S’il existe bien une gouvernance de la pêche via la Food and Agriculture Organization (FAO) et les organisations régionales de gestion des pêches (ORGP), les accords internationaux négociés ne sont pas forcément signés ni ratifiés par tous les Etats. Pour ne rien arranger, certains de ces pays ne disposent même pas d’une législation nationale de la pêche. Il est donc très facile de contourner la réglementation. Sans parler des pavillons de complaisance qui permettent de s’enregistrer dans des Etats peu regardants.

Et en plus les contrevenants risquent peu : l’océan est vaste et difficile à contrôler. Sans compter que la pêche illégale est très rentable, rapportant donc entre 11 et 23 milliards de dollars par an, davantage même que le marché des armes légères. Enfin, les réseaux criminels mutualisent trafic de poissons, de drogue et d'êtres humains qui transitent sur les mêmes bateaux. En Afrique du Sud, les trafiquants échangent ainsi des ormeaux, contre de la drogue.

Les pays les plus impliqués sont, largement en tête, la Chine, puis l'Indonésie, le Pérou, la Russie, les Etats-Unis, l'Inde et le Vietnam. Et parmi les espèces les plus volées, figurent l’anchois, le thon Listao et le lieu d’Alaska. Mais l’Europe n’est pas forcément exemplaire, pas plus que la France, où les pratiques de pêche illégales aussi subsistent.

S'inspirer de la chute d'Al Capone

La meilleure arme, pour la Fondation de la mer, serait d’adopter ce qu'elle appelle la méthode Al Capone. De la même manière que le gangster était tombé pour fraude fiscale et non pour ses crimes mafieux, il serait possible d’attaquer la pêche INN de façon indirecte.

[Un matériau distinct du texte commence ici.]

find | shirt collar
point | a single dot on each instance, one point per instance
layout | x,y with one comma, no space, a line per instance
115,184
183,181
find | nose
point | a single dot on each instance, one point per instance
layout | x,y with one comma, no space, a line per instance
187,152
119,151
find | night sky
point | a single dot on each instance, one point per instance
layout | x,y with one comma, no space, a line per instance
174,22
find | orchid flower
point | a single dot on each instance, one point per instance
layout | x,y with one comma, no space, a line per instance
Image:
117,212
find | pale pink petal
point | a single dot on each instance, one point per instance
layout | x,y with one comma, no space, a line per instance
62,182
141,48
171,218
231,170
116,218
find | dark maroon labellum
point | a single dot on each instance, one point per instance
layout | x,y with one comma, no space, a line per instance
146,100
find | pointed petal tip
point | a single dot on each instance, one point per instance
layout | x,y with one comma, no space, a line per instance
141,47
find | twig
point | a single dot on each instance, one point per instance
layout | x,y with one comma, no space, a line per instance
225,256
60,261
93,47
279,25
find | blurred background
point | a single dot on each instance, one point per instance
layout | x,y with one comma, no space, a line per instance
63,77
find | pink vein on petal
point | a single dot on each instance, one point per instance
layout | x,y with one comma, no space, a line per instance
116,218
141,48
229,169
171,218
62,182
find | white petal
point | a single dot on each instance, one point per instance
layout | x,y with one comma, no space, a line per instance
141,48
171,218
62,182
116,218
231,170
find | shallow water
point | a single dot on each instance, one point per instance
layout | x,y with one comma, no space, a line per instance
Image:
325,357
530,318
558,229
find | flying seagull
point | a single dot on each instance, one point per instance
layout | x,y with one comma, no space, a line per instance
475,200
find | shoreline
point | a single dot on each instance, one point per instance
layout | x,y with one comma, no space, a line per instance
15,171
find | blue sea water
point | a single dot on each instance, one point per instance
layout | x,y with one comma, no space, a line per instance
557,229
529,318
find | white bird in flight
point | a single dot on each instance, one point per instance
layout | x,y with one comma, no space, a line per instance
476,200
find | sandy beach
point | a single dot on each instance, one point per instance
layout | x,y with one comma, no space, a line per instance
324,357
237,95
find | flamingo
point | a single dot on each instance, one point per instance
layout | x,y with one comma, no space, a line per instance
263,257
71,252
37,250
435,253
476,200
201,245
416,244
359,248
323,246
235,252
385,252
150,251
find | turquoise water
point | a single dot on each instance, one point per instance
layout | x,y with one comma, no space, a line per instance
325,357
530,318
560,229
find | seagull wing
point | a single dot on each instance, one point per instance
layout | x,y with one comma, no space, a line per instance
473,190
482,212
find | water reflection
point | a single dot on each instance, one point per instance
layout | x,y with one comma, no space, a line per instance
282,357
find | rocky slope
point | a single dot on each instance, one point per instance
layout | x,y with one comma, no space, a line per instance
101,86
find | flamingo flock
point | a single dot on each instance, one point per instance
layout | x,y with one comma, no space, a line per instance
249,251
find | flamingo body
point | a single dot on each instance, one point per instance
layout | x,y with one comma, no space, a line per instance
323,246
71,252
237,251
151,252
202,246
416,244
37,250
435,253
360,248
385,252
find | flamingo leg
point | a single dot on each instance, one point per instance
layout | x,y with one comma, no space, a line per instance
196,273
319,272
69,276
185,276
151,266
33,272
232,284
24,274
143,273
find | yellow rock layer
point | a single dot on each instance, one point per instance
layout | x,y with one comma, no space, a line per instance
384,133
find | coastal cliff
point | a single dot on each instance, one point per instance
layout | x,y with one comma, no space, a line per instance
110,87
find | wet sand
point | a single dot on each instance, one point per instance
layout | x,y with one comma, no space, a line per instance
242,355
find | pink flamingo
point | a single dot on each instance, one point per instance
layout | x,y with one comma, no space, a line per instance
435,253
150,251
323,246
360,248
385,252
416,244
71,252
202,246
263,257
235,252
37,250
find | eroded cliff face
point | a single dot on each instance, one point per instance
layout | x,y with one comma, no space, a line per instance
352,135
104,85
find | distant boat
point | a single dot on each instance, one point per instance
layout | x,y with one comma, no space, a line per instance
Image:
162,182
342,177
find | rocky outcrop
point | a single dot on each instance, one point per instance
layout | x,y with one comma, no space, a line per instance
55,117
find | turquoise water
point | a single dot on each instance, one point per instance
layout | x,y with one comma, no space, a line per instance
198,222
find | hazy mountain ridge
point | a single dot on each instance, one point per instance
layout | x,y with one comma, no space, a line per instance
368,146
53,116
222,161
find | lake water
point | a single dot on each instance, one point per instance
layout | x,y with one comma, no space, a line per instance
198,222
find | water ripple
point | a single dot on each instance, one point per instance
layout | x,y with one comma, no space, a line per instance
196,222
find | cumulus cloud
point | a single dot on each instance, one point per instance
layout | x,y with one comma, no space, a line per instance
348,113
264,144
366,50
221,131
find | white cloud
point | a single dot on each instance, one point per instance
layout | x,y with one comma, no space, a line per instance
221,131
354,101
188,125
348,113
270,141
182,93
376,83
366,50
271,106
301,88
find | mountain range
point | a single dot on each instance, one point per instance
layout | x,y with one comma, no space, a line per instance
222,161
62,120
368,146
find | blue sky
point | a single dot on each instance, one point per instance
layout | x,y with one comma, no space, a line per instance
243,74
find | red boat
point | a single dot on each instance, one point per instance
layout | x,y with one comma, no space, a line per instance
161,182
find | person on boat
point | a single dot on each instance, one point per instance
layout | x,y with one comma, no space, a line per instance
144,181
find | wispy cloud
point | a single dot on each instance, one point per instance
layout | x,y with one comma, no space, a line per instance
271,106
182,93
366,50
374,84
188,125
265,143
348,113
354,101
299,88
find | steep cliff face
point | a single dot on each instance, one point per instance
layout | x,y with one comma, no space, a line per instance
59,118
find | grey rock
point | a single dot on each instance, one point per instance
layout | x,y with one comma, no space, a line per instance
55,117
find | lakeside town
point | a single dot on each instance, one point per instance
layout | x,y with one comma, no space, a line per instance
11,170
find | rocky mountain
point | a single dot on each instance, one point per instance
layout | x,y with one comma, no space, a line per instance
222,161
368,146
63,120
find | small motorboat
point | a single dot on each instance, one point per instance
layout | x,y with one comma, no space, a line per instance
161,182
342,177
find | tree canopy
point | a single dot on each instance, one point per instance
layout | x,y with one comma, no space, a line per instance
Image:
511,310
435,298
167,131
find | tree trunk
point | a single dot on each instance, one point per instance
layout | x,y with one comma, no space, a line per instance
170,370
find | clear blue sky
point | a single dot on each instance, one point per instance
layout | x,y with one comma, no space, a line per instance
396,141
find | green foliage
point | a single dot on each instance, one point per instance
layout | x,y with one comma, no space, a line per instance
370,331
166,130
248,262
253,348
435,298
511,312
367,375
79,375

Notamment en se concentrant sur les conditions de vie et de sécurité des équipages, dont les membres sont parfois réduits à l’esclavage et souvent maltraités physiquement.

Il faudrait aussi en passer, par exemple, par la vérification des captures et des débarquements des bateaux, ou encore l’obligation pour chaque navire de pêche de disposer d’un numéro d'identification unique pour un meilleur suivi. Il y a urgence : les poissons, crustacés et mollusques apportent 20% des protéines consommées de 3,2 milliards de personnes dans le monde. Leur disparition pour cause de surexploitation mettrait ces populations en péril.